Requirements for licenses or permits
Insurance
Tour risk management
Potential Hazards
Risk Assessment Matrix
Safety method statement
Review what you have been learning
Final Assessment
WHAT IS A TOUR GUIDE?
Tour guides accompany individuals or groups of visitors to attractions. This may be a day trip or a longer visit. For example, they may take a group of people on a tour through a remote forest and be away overnight or for a few days.
They may show a group around –
- Historical locations, such as monuments, buildings, stately homes, archaeological digs etc.
- Areas of natural beauty
- Areas where there is interesting wildlife or plant life
- Tourist attractions
- Towns and cities, such as London, Sydney, New York
- Walking or cycling tours
- Remote locations, such as woods or forests
Tour guiding may be year-round or seasonal work. A tour guide may be involved in guiding visitors around a wide range of different places that are potentially of interest to visitors. The guide will enhance the tour by giving the visitors information and more insights into the experience.
Tour guide skills
The types of skills required as a tour guide will depend upon the type of guiding work. More specialist skills will be required for some locations and roles. However there are some key skills which are transferable from one guiding role to the next.

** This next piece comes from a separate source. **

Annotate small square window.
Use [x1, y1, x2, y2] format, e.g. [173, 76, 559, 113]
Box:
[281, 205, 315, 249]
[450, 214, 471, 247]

- First aid skills are useful for any tour guide. However, tour guides who are involved in some types of tour may require more specialist knowledge. For example, an adventure or nature tour guide may need more knowledge on how to deal with bites or falls or injuries more than a city tour guide.
- Language skills can be useful. It is obviously not possible to speak every language in the world, but a good understanding of the languages spoken by most of the tourists visiting the area will be an advantage. For example, if you find that most visitors are English, French or Japanese, then a good understanding of those languages will be useful.
- Driving/chauffeuring skills can be very important, particularly if you are transporting visitors to different locations.
- Being fit and healthy is also important. Tour guiding can require guides to be walking a lot each day.
- Having energy and confidence is also important. Visitors want a tour guide who is interested, informative and enthusiastic. The tour guide’s passion for their subject matter can make the tour a success.
- A tour guide should be able to work under their own supervision.
- They should be disciplined, punctual, and well organised.
- Customer service - Working with the group that they are leading, or interacting with people in the places they stop at along the way, all require strong customer service skills.
- A calm manner is also useful.
- Good interpersonal skills are important. Good verbal and written communication skills, patience and humour can be particularly useful.
- A good tour guide will have good research skills to help them to plan and develop their tour.
- A tour guide also needs good planning skills to ensure the tour runs smoothly
- A good tour guide will have good problem-solving skills. Things do not always go according to plan, so being able to think on their feet and find alternatives is essential.